# Bluebill decoys?



## greenhead (Jun 1, 2004)

What kind of bluebill decoys would you prefer, flambeaus, carrylites, or g&h. I think the ghg are to small.


----------



## Niles Short (Mar 18, 2004)

weighted keels for sure on big water they hold better in the wind and quanity seems to better than size for divers


----------



## fishunt (Jan 24, 2004)

for broadbill ... I can make my own decoy by thin plywoods.... let me know I can make one or two dozen decoys and sell to u.. broadbill will come right up to my homemake decoy... I have been hunting broadbill alot of time in New York... it is soo fun and u dont need to call broadbill and they will come right up to decoys that I make very easy


----------



## kingme88 (Sep 22, 2004)

Greenhead,

I just got back from N.D. and got limits of bluebills everyday. You don't have to spend much money on these decoys. Go out and buy the cheapest mallard decoys you can find and paint them black and white. Works best to brush on the paint vs. spraying them. You will have great luck. I think you can buy Remmington mallard decoys for less then $20. Keep your decoy cost low for bluebills. When you get them to decoy they are only about 2 ft above the dekes when you shoot. I lost about 3 dekes out of 3 dz. Hope this helps.


----------



## NDJ (Jun 11, 2002)

Herters...sure a bit more $$$, but they can take a few stray BB's(which seems to happen a lot when I diver hunt)...


----------



## Niles Short (Mar 18, 2004)

*NDJ *you are supposed to shoot the live birds not the plastic ones By the way how far do you lead a deecoy!!


----------



## Ryan_Todd (Apr 11, 2004)

:lol: :lol: :lol: :beer:


----------



## diver_sniper (Sep 6, 2004)

carry lites seem to hold paint very poorly. flambue are nice, but if your real serious about it and if you can afford it i like G&H dekes. they are the best place to get red head dekes too. those super mags look good out there.


----------



## Ryan_Todd (Apr 11, 2004)

fleet farm is having a sale on G&H dekes right now. there selling the cans and blue bills for $75 a dozen. they are the standard size ones.


----------



## bear04 (Oct 5, 2004)

G&H is the way to go for bluebill decoys and if that is the case fleet farm is the place to be.

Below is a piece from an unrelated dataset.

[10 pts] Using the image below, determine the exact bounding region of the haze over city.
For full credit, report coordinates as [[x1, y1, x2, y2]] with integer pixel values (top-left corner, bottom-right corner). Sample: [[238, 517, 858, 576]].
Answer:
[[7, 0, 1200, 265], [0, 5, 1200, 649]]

__________________________________

GIT ER' DUUUUUUUUUUUUUUUUUUNN


----------



## zx2dxz (Aug 20, 2004)

bluebills are stupid ducks u hardly have to even paint the dekes bluebill colors we wanted a bigger spread and used just mallards setup in a bluebill line and still got them. u dont need to spend 75$ on a doz. I believe Cabelas sells a doz for 50$ and remember more is better.

lata, 2d


----------



## gandergrinder (Mar 10, 2002)

You can buy GHG mallards for $15 a dozen right now. I think you could save a bunch of money repainting these.


----------



## PJ (Oct 1, 2002)

I have a mix of diver decoys. Mostly G&H, I like the durability and swivel heads.


----------